White House Holds ‘Identification’ Meeting

As a sign of how serious the whole issue of diamond identification has become, the White House Office of Science and Technology Policy held a conference on “Technologies for [Diamond] Identification and Certification” in January.

In addition to an all-star roster of geologists and gemologists, the event drew representatives of the industry, nongovernmental organizations (NGOs), federal agencies from the Customs Service to the State Department, and the governments of the United Kingdom, Botswana, South Africa, Belgium, Israel, Switzerland, Russia, and Sierra Leone.

The group’s mandate was laid out early by Gayle E. Smith, a member of the President’s National Security Council: “We need a regime that is tight enough that I can’t just put diamonds in my pocket and walk off with them.”

National Security Advisor Samuel R. “Sandy” Berger appeared briefly at the event, calling conflict diamonds a “national security issue” for the United States. “We take the issue of conflict diamonds deadly seriously,” he said. “These precious gems can be instruments of death. The international community needs to develop a certification regime now-not one that is perfect, but one that will significantly increase the cost of trading in conflict diamonds.” He told the group they were “using scientific and technical expertise to alleviate human suffering.”

While most felt a foolproof, cost-effective way to either identify or “tag” diamonds is years away, some felt there were some promising avenues of research.
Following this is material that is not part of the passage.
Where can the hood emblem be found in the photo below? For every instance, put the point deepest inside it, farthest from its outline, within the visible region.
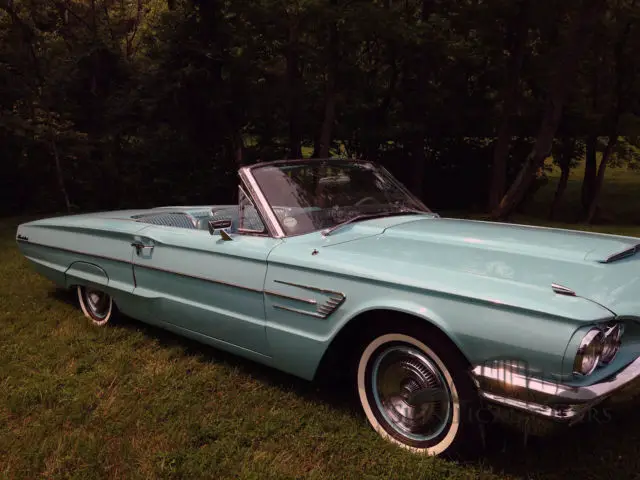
(562, 290)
Industry representatives who attended the conference found it a positive event that may shed some light on a difficult problem.

Following morning speeches, the group gathered into breakout sessions, discussing technologies to ensure a chain of custody, spectroscopic analysis, chemical analysis and age dating, and tagging technologies.

The officials involved-all members of the outgoing Clinton administration-had wanted Bush administration officials to attend but said their replacements in the Office of Science and Technology had not yet been appointed.